This weeks walk through will be similar to last week, with the
addition of many enhancements for geographical data mapping. Throughout
the lesson, the code will always be using leaflet for it’s
plotting capabilities. We will first revisit the Philly crime data in a
much more visually pleasing way. After that, typical data
transformations will be demonstrated against two presidential election
datasets. Lastly, we will create a choropleth map which can help us
easily visualize which states are primarily republican, primarily
democrat, and which states were swing states in the 2020 election. Let’s
get started.
The Philly crime data set does not support the capability to make a choropleth map. However, the dataset holds info at the neighborhood level (amongst other levels). The idea in this section is to come up with a map that imitates a choropleth map by leveraging grouping mechanisms at the neighborhood level. First, we start out by retrieving our neighborhood shape file along with the crime data itself.
philly_data <- read.csv("https://jmartin12.github.io/STAT553/data/PhillyCrimeSince2015.csv", header = TRUE)
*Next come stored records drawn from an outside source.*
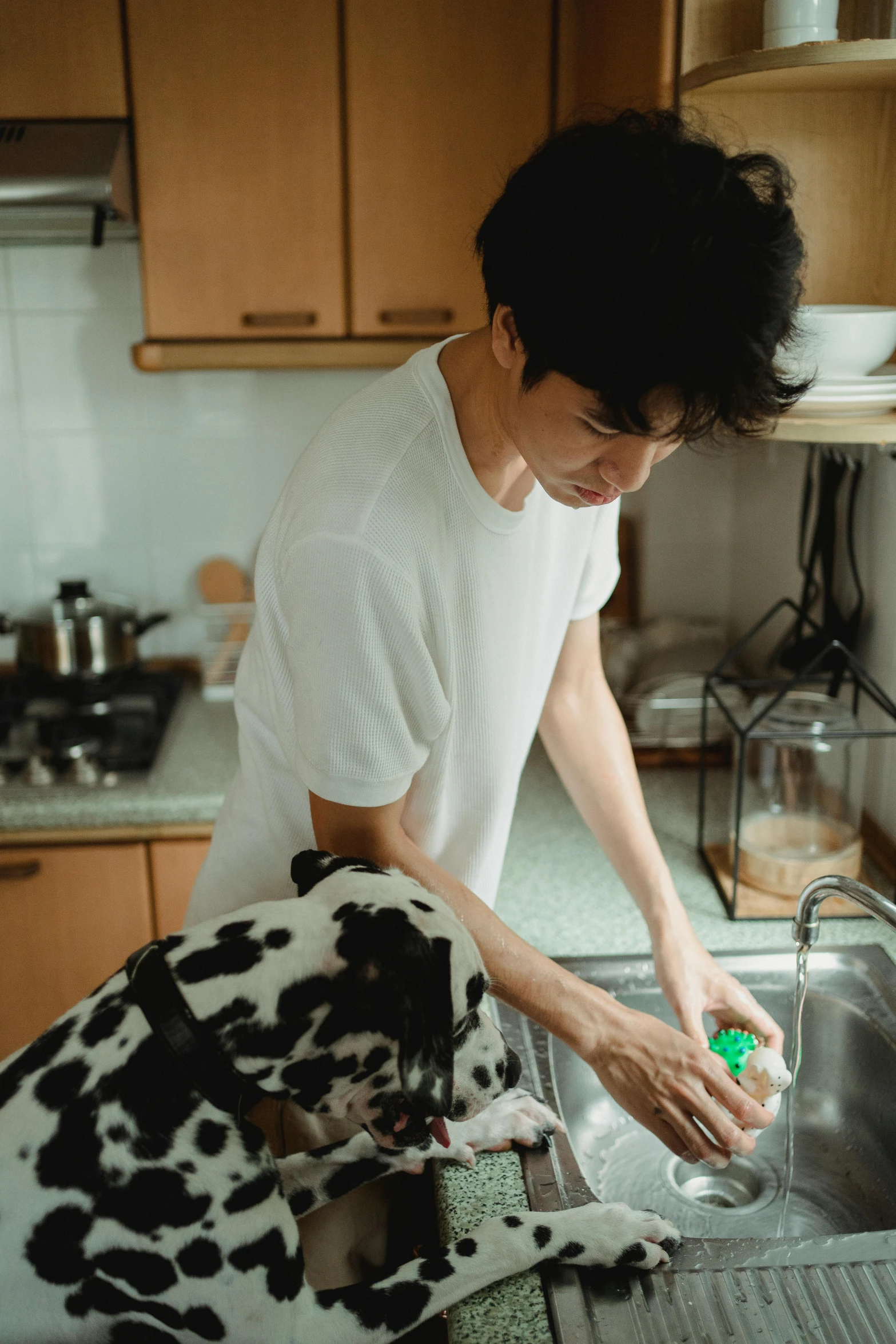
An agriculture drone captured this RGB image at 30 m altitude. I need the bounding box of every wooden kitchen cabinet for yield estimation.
[0,844,153,1059]
[149,840,211,938]
[345,0,552,336]
[0,0,128,120]
[126,0,347,341]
neighborhood_shape_file <- st_read("https://pengdsci.github.io/STA553VIZ/w08/Neighborhoods_Philadelphia.geojson", quiet=TRUE)
Here are the two data sets visualized in table format, the first is the philly crime data, and the latter is the shape file.
kable(head(philly_data, 1), row.names = FALSE)
| dc_key | race | sex | fatal | date | has_court_case | age | street_name | block_number | zip_code | council_district | police_district | neighborhood | house_district | senate_district | school_catchment | lng | lat |
|---|---|---|---|---|---|---|---|---|---|---|---|---|---|---|---|---|---|
| 2.02422E+11 | Black (Non-Hispanic) | Female | Nonfatal | 3/3/2024 14:49 | No | 20 | N COLORADO ST | 2500 | 19132 | 5 | 22 | Sharswood-Stanton | 181 | 3 | Tanner G. Duckrey School | -75.1606 | 39.99166 |
kable(head(neighborhood_shape_file, 1), row.names = FALSE)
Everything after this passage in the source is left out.